Accidental cultures are the most common. Certain cultural norms develop over time and solidify, sometimes in very productive ways. More frequently, mediocre tendencies prevail because most people only reach average energy and performance levels. Then there are the completely dysfunctional cultures that perform the bare minimum to survive.

Cultures shaped by strong leaders who exert their influence mold workplace cultures and produce very effective teams. They often possess the genius to see what behaviors produce desired results and then exert their will to enforce those behaviors through rewards, punishments, and peer pressure (aka shaming). That many leadership books exhort us to be this kind of leader, but this approach is unsustainable. Remove the leader and the culture breaks down.
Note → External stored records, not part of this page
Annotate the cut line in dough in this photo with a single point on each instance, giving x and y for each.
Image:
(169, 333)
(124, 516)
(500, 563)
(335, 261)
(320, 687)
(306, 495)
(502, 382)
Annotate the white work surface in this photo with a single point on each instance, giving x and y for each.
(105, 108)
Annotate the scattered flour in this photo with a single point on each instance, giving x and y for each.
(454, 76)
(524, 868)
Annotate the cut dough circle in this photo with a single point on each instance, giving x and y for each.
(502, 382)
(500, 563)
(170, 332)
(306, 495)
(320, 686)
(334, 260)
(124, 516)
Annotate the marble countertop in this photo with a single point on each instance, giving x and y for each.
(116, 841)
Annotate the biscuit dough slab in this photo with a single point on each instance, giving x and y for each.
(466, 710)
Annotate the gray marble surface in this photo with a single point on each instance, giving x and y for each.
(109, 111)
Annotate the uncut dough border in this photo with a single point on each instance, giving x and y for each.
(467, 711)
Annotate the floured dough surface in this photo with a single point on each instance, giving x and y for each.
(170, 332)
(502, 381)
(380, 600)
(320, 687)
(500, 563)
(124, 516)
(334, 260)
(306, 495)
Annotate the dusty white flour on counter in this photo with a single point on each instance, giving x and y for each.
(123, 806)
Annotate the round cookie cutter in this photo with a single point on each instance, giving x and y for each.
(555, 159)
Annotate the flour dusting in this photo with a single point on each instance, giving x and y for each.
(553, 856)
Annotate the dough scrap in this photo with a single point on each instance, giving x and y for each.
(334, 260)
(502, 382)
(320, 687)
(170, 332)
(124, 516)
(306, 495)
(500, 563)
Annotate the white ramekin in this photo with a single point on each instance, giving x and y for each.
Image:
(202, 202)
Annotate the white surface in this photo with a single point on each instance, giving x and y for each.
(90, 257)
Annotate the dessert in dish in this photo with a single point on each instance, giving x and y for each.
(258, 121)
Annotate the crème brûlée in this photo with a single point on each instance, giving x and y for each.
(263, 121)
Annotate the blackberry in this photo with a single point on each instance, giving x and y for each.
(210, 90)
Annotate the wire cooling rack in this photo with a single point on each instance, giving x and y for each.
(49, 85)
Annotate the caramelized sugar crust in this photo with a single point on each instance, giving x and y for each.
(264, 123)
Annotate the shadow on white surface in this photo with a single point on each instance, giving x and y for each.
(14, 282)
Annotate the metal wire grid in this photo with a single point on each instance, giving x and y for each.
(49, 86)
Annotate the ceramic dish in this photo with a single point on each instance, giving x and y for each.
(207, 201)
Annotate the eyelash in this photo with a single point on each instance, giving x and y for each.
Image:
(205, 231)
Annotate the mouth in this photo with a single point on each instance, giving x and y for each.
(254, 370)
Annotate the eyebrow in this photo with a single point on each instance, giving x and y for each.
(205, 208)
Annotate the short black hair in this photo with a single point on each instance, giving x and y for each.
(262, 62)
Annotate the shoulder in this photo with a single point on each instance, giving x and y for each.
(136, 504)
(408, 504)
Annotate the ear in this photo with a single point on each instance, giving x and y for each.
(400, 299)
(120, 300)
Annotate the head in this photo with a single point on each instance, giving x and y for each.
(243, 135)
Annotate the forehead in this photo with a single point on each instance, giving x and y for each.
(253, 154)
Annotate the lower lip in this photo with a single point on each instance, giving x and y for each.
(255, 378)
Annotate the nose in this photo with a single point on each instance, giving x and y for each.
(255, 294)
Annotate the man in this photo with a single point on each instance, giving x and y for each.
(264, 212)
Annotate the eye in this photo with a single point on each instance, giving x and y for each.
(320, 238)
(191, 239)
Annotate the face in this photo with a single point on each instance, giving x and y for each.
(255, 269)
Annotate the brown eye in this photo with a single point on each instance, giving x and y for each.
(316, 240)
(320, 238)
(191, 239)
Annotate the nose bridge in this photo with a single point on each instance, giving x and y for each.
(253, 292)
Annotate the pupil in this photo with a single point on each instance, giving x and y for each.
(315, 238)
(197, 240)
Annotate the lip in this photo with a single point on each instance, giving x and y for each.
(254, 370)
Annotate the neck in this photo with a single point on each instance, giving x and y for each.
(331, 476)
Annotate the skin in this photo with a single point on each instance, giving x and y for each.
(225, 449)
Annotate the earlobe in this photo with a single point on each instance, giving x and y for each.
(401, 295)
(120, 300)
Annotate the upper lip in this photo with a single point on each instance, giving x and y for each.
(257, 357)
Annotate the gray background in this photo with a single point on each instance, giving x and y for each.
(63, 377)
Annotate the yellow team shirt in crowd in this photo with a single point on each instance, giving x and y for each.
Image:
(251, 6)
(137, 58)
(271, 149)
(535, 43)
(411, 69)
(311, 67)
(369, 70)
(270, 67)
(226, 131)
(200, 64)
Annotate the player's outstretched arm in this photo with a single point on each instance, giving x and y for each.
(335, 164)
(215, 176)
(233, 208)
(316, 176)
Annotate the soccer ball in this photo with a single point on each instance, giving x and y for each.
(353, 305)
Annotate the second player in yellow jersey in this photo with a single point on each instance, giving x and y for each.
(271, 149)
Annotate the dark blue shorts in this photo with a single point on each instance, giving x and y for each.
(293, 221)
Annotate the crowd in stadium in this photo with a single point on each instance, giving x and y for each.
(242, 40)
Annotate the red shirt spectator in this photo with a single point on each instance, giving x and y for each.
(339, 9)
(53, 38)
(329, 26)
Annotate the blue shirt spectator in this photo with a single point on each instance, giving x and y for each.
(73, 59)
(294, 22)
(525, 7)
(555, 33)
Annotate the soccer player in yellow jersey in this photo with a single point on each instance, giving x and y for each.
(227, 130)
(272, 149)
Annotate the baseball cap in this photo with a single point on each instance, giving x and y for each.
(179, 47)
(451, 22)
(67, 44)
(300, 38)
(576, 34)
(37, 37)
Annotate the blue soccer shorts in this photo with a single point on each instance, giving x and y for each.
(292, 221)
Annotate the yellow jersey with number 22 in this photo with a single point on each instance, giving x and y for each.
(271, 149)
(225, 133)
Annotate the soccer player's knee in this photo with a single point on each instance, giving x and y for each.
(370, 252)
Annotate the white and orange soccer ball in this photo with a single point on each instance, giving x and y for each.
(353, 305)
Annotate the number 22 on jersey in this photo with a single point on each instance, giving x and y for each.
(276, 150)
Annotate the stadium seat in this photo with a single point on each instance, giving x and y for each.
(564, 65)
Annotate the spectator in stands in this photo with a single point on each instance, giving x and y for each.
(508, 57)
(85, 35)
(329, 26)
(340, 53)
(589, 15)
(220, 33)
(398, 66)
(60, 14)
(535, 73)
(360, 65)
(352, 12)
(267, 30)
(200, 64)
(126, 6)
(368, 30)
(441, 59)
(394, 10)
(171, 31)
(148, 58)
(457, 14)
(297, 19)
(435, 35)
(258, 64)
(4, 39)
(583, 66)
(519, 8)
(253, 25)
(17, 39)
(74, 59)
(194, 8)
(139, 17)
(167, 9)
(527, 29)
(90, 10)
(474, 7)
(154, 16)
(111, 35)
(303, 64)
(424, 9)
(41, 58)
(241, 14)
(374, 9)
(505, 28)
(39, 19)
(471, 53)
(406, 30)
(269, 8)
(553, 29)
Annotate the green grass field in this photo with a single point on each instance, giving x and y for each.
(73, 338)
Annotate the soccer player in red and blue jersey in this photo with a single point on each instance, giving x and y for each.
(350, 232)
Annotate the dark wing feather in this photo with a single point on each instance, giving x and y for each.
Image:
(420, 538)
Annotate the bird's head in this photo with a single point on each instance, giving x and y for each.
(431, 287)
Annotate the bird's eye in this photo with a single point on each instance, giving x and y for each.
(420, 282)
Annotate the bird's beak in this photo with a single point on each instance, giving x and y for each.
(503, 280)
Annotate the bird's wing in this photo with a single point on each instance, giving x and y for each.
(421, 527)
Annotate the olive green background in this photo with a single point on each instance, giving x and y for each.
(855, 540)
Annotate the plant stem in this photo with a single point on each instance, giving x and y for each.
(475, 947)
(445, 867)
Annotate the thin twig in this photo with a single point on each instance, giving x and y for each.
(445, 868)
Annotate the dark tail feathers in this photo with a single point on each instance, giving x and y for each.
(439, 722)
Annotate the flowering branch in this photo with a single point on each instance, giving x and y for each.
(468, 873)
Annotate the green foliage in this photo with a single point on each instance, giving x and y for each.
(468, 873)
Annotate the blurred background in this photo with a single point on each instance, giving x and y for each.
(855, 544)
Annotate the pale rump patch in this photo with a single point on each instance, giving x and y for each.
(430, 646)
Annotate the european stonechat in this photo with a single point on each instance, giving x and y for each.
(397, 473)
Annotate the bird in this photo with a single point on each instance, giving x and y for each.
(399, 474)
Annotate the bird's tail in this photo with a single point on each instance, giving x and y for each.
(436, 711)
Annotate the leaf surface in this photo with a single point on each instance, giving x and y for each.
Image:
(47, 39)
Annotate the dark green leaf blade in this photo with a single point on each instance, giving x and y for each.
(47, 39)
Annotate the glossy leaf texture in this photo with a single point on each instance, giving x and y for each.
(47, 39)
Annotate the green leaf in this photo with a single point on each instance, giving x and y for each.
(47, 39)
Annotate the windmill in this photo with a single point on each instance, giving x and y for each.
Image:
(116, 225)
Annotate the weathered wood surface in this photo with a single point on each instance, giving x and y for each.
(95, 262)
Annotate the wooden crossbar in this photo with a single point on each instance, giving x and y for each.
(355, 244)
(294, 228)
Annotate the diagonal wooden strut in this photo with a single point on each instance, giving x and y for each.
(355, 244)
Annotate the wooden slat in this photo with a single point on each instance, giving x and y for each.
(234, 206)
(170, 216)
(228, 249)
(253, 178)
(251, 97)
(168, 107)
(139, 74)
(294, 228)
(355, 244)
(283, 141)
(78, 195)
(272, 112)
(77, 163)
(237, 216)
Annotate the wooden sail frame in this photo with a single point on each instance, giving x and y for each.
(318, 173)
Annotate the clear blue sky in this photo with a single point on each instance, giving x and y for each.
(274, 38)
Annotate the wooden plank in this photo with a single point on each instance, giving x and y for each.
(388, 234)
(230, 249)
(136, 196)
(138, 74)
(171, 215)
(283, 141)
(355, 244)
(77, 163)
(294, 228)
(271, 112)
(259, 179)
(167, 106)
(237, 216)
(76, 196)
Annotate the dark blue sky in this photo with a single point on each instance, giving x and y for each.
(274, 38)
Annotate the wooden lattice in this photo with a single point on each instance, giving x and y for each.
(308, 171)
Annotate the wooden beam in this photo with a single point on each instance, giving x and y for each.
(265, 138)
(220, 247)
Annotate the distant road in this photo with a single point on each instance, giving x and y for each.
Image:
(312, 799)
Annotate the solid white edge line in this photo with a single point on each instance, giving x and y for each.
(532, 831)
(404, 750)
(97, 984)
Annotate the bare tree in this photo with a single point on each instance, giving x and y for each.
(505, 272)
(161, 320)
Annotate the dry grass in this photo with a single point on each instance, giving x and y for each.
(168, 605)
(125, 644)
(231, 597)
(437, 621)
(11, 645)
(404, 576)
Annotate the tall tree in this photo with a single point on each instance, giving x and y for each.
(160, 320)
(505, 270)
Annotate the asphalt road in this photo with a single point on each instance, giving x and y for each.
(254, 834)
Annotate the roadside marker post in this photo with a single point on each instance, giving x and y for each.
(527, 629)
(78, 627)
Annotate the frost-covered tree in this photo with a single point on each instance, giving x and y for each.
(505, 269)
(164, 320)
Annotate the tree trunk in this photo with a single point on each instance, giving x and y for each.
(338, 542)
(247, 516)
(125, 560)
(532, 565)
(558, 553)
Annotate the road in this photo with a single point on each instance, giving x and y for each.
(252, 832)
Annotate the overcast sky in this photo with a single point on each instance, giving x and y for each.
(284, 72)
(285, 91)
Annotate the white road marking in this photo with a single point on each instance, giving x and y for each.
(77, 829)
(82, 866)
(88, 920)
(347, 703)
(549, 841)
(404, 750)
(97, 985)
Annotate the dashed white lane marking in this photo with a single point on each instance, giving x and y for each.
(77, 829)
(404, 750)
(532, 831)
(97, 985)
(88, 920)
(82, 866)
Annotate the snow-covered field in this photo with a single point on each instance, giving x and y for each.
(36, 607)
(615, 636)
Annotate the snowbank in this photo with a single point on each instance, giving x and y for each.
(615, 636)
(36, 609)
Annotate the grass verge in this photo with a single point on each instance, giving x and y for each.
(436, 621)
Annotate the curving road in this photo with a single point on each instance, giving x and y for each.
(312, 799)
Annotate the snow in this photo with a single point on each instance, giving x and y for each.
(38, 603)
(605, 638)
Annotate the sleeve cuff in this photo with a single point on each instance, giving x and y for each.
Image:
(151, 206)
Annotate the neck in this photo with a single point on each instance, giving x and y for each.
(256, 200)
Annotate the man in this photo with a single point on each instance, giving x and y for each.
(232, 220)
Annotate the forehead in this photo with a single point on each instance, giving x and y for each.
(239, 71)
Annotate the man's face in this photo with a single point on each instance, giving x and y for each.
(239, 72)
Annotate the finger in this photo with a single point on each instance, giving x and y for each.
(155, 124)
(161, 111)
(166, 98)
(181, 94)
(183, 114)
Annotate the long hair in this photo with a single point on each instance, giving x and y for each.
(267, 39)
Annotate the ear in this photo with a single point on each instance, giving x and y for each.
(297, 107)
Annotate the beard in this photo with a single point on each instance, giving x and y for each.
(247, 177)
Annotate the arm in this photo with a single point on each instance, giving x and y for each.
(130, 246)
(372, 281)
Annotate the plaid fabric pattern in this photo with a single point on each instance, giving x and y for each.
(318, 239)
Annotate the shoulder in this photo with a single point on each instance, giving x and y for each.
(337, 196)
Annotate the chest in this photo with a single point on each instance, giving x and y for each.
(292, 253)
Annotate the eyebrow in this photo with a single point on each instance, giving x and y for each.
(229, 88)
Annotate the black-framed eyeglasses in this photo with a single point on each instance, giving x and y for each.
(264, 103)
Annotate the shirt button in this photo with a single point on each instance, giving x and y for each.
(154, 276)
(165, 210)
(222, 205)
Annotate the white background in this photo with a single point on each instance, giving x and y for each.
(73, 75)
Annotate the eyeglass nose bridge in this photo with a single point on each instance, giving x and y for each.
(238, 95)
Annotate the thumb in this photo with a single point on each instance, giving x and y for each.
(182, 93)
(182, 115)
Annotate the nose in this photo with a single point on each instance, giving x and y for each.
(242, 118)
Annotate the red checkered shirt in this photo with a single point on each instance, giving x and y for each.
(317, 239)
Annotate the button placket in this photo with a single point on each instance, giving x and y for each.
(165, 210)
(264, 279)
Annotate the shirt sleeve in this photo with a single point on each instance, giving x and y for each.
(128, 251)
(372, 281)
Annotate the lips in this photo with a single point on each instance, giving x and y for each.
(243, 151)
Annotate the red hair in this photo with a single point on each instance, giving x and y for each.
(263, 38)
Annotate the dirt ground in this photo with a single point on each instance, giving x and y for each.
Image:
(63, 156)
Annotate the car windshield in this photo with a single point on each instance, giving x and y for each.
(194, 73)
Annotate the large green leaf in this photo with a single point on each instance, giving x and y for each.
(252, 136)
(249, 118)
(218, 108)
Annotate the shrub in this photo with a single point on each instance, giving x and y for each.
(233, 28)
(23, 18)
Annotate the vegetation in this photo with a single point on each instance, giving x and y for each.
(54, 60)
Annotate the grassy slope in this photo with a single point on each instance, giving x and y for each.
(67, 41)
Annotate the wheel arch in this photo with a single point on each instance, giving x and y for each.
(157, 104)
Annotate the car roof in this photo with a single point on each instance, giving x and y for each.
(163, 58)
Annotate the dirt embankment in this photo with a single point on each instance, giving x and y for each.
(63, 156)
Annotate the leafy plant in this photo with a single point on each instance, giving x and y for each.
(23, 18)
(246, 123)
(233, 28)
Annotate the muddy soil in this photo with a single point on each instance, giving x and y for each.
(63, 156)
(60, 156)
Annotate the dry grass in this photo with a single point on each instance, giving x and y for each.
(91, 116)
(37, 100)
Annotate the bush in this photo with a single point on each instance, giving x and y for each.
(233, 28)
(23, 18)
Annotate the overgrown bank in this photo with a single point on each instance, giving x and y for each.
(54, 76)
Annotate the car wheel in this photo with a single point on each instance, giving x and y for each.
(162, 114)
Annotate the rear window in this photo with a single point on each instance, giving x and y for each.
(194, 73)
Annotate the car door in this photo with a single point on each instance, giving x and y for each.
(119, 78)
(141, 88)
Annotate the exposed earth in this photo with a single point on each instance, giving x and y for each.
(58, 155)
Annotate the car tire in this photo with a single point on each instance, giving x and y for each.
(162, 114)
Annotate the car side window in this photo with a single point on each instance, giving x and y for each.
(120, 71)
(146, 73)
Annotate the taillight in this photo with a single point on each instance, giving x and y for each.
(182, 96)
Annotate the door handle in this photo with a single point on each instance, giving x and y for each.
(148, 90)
The most successful workplace cultures result from their deliberate design. While the design’s impetus may come from a founder or strong leader, the people’s contributions are key. Company cultures that have been deliberately designed and are worth understanding include those at Barry-Wehmiller Companies and Bridgewater Associates. In Barry-Wehmiller CEO Bob Chapman’s book Everybody Matters: The Extraordinary Power of Caring for Your People Like Family, it is made clear that every single person matters. When workers buy in, they contribute to everyone’s success.

Bridgewater founder Ray Dalio also wrote a book, Principles, in which he details how he founded the company and developed “an idea meritocracy that strives to achieve meaningful work and meaningful relationships through radical transparency.”  

A more objective and thorough assessment of Bridgewater is in An Everyone Culture: Becoming a Deliberately Developmental Organization, by Robert Kegan and Lisa Lahey. They study deliberately developmental organizations (DDOs) and wrote that Bridgewater’s culture is first and foremost about supporting its people’s development.

Multi-stakeholder project teams have successfully designed cultures that support those teams. The team at Bostwick Design Partnership deliberately designed their team as a learning culture to continually improve how they relate and work together. That team finished designing and building a family healthcare facility in Lakewood, Ohio at 21% below market cost. Through deliberate culture design, BDP also led a collaborative architectural and engineering design of a project initially budgeted at $13.5 million but now costing less than $8 million.    

While productive team cultures result from design that engages all team members, culture design is about how people can contribute to the team’s impact. In designing a teams culture, five elements should be considered.

  1. Developing an understanding that work is accomplished by conversations. Every action at work starts with conversation. Even automated systems that generate activity are proxies for the conversations they are designed to represent.
  2. Designing those important conversations. Sometimes called protocols or communication frameworks, the conversations that support work processes need to be thoughtfully structured so people understand the requests and commitments informing the work.
  3. Stressing the mutual responsibility at every work stage. There needs to be a shift away from individual to shared accountability. Individuals must make commitments, but the progress toward meeting those commitments must allow the team members to support others that are overburdened or cannot fulfill their commitments. 
  4. Making all conversations visible to all parts of the organization. Design these systems so people can easily pull the information they need to support the organization’s mission.
  5. Defining conversations as sources of inspiration and improvement. Conversations between humans will break down; instead, embrace practices that highlight breakdowns and work to improve the organizations conversations to reduce future breakdowns.

Using team engagement to understand a team culture’s health, numerous Gallup surveys have confirmed that teams with healthy cultures also experience high levels of performance, productivity, safety, quality and well-being. Productive cultures focus on strengthening personal connections and creating the environment of mutual care that makes the above five elements possible.